One big thing over there is having the main house overcurrent protection (OCD or ”breaker") be also a ground-fault or residual current detector. Ideally this device should have an indicator that tells whether it tripped for overcurrent, or residual current.

A residual-current aka grounda-fault trip is rather unlikely if there are only 2 wires actually reaching the device and it's not connected to any viable grounding path. By definition a ground fault requires a third current path.

There is also a new thing called arc-fault protection. This puts a tiny computer in the circuit breaker which listens to the power line for the telltale sound of arcing (you know the sound if you've ever fidgeted with a headphone jack or speaker hookup). It is especially valuable in older homes (or newer, cheaply made homes) where wiring might fail by arcing and start a fire. A sloppy wiring job could result in this trip.

Divide and conquer

What you do is disassemble it , and add one thing at a time until the overcurrent device trips again. Start with nothing plugged in. Then plug in the remote switch, but no lamp in it. Then disassemble the lamp until it's just the line cord (no connection block). Then add the connection block (nothing on the lamp side). Then add the lamp wiring. Then assemble the lamp. Then add the bulb.

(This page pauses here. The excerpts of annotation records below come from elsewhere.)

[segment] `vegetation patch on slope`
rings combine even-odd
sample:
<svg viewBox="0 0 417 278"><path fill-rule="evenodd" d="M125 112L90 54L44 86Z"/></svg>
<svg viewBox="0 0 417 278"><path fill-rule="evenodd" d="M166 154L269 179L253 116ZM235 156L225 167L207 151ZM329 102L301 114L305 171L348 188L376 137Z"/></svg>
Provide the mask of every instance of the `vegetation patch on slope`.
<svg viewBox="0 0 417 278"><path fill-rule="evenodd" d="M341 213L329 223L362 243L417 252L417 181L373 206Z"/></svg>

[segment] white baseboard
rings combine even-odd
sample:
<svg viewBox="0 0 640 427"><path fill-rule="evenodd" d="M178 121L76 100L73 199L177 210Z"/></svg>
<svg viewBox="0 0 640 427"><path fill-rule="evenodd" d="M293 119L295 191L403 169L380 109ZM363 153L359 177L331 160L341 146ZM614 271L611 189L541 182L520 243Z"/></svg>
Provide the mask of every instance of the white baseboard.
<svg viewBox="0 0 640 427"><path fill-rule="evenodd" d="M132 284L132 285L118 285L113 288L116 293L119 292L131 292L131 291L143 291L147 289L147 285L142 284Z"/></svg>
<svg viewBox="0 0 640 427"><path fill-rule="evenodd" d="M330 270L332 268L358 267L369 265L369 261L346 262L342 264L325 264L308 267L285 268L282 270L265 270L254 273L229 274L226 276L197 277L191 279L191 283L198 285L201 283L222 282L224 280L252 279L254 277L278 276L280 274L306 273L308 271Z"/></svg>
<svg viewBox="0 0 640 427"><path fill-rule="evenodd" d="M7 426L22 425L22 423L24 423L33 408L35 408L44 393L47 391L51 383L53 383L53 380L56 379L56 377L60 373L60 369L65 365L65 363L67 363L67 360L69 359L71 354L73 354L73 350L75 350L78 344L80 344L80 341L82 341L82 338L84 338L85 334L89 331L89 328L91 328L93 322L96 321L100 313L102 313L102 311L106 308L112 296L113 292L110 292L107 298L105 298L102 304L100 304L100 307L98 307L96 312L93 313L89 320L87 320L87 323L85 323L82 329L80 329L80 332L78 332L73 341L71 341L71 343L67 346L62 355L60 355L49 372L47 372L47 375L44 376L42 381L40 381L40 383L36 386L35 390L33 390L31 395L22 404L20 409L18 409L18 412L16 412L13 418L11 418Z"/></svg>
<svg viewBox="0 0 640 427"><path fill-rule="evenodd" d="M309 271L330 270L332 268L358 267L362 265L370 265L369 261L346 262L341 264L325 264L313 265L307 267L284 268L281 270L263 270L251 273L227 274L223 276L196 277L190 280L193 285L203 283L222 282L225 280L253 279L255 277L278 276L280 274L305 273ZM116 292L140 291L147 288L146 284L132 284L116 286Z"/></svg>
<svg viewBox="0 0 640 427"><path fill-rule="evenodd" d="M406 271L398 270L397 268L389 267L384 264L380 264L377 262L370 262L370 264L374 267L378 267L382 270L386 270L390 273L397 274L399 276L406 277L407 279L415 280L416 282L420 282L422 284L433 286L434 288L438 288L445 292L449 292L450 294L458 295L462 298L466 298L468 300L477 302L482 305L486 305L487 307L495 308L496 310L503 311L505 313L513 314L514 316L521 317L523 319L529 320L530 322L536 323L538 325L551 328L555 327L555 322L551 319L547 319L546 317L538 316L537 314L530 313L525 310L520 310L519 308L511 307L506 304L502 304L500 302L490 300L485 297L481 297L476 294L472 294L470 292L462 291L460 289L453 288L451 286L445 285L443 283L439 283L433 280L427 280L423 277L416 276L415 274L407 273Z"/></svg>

Very likely at some step in there, blammo, and there's the problem. My bet is the junction block isn't wired internally like you think it is.

  • (Comment character limit is very limited, sorry this will be in parts.) I can’t really make much deductions about the main fuse; All I can say is that the board looks old, the entire apartment’s main switch is the only I/O switch and the fuses are in their porcelain holders. Nothing digital or of the current millennium. All of the outlet fuses have a label saying they’re grounded, but the actual old outlet covers do not reveal ground pin contacts that today would be a standard for all. Except for kitchen+bathroom.
    – user158589
    May 19, 2017 at 10:28
  • I just took apart a switch that I found from a lamp that I’m not using, but there absolutely is no room for accommodating all three wires so I’ll have to go shopping. There would be just enough room for the blue and ground wires to pass through it side by side, but the problem is that there are no terminals, so I’d have to join the plug and the lamp wires manually, and for that, there is no room inside this particular switch.
    – user158589
    May 19, 2017 at 10:31
  • 1
    That’s the reason why I originally looked for a 3-wire switch; If I was merely adding a switch to a continuous wire that doesn’t have one, 2-wire switch would be fine because the N and G wires are already insulated from one another thus can run side by side. In my case, is the brown wire the ‘hot’ wire and the blue one the neutral wire whose purpose is to provide a return path for the current?
    – user158589
    May 19, 2017 at 10:33
  • Actually looking up eBay I effortlessly came across a switch that has terminals for three wires, definitely looks like something that I could do. But the available switch components have different amperage; Now that the device is merely a single LED bulb, is the amperage rating of the switch crucial? The information I get from my device is volts and watts, so I’m not sure what it implies for the switch amperage.
    – user158589
    May 19, 2017 at 10:33
  • And also of course thank you very much for the tips; I will look up some simple tutorials on the meter. Was probably iFixit that had a surprisingly easy to follow, illustrated, step by step guide. I prefer those over long and heavy articles when trying to grasp core concepts for the first time; Reading heavy articles gets easier after that. I think I should get a switch anyway and then start over and 'conquer'.